Sunday, 12 March 2017

Storm Clouds And Ravens

"Storm clouds fly, and ravens gather."
-SM Stirling, The Protector's War (New York, 2006), Chapter Thirteen, p. 359.

I see that ravens have already had good coverage on the blog. Poul Anderson writes about Odin who is accompanied by ravens. Odin's descendants display his raven emblem on their sails.
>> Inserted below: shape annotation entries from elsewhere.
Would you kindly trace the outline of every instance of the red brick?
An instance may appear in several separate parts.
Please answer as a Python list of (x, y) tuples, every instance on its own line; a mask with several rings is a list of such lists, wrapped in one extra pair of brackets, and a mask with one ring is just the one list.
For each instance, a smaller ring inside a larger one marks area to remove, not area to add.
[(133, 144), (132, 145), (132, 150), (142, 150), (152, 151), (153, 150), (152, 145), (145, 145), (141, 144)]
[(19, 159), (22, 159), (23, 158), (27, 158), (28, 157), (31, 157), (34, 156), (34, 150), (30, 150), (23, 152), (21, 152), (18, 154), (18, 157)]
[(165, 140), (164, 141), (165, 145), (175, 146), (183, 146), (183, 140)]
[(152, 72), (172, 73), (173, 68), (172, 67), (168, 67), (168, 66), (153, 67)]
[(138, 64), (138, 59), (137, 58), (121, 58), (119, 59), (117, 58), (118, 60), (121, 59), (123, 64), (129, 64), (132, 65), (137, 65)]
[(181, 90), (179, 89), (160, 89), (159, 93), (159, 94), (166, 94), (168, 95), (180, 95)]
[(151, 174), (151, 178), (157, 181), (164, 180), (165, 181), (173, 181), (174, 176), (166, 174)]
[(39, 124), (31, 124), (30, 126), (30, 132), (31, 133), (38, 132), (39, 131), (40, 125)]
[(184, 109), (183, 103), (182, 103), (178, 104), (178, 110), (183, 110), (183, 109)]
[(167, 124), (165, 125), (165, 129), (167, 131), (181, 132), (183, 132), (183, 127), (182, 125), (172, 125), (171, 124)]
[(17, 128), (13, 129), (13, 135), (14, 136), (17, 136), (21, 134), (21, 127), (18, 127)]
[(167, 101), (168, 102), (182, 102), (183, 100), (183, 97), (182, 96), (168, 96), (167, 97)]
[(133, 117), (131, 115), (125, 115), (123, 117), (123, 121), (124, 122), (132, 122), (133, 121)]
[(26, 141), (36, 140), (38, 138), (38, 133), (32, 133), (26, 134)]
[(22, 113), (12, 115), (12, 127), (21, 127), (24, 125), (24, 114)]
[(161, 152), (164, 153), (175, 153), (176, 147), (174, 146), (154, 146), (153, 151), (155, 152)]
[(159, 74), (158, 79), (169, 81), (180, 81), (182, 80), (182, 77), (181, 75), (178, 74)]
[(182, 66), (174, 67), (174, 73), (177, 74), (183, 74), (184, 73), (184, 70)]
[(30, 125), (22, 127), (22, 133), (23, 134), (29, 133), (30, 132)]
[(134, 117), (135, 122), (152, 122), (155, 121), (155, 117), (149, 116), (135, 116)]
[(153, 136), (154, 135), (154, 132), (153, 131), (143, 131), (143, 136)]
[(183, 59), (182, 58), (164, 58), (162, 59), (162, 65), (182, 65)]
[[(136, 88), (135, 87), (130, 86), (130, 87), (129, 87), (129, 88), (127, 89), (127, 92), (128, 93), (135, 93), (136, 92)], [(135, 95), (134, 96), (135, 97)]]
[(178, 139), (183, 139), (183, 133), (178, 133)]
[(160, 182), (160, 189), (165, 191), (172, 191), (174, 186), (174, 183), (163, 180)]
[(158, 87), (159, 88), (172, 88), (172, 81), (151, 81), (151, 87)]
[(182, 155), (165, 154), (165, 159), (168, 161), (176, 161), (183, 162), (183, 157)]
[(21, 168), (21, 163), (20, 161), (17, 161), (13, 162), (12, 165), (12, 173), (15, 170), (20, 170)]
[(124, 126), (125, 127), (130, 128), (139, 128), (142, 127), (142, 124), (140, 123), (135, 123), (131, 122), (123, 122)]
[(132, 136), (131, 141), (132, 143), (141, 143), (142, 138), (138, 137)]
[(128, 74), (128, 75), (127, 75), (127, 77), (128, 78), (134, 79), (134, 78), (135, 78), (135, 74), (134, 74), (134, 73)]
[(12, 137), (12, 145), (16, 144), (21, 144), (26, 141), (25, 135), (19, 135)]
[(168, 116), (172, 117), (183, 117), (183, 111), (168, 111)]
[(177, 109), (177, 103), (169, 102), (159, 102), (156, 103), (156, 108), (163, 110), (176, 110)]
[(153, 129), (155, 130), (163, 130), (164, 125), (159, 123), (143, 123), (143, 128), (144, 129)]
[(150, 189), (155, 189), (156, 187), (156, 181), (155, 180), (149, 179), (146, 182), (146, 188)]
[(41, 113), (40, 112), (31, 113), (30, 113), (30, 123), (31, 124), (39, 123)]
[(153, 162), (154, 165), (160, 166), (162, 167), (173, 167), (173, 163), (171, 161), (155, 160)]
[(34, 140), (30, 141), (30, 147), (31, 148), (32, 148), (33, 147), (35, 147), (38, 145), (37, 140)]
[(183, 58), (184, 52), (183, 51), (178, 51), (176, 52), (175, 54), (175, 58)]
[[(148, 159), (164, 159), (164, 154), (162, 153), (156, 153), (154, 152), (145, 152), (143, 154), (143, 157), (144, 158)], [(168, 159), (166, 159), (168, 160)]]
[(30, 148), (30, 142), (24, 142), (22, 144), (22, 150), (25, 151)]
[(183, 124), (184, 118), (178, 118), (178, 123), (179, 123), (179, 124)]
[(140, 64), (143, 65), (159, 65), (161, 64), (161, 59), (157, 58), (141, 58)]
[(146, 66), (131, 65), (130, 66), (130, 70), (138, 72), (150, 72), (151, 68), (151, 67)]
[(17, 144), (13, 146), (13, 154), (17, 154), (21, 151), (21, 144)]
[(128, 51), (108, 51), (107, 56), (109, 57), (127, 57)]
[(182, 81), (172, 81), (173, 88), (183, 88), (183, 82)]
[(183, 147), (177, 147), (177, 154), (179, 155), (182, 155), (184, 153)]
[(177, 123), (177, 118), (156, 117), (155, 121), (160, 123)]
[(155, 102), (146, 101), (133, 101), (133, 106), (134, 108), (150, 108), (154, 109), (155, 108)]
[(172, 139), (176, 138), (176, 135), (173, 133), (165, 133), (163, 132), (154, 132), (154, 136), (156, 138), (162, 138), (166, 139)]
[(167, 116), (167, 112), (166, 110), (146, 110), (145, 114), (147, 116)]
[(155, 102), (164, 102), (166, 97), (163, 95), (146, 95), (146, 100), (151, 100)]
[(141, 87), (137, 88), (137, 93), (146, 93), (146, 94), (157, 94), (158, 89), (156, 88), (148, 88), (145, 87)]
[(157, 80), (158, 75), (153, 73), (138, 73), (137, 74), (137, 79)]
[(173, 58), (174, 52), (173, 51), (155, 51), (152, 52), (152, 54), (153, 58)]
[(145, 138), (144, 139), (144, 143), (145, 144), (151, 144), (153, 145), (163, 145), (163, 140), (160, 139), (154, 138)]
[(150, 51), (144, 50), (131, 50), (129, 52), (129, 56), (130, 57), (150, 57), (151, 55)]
Ravens are important at the Tower of London. See here. For this reason, Bryan Talbot, writing and drawing an anthropomorphic animals alternative history, Grandville (and see here) has the Tower guarded by large, armored ravens.


Sean M. Brooks said...

Kaor, Paul!

And I've seen mention of how ravens and other carrion birds would GATHER together when armies marched. Because that was a sign good feasting would soon await them!


David Birr said...

Paul and Sean:
*Raven's Wind* was the title of a historical novel by Victor Canning about Viking raids. I've seen the term, or possibly just "Raven Wind," used in the same context elsewhere, though I can't recall where and have found no other matches online. The Raven's Wind — Kipling anachronistically called it "Viking's Wind" in a poem about Saxons raiding after the Romans left Britain — brought the raven-sailed ships stooping upon their British prey.

I DID find that among the Tlingit people of the Pacific Northwest Coast, the term "Raven Wind" refers to weather changing drastically, and for the worse, in an unusually short time.

Whether it was Tlingit or inhabitant of Britain saying it, the Raven Wind meant bad news.

Sean M. Brooks said...

Kaor, DAVID!

Raven Wind? That I had not known about! I was thinking of how ravens came to be seen as a sign of war and battle.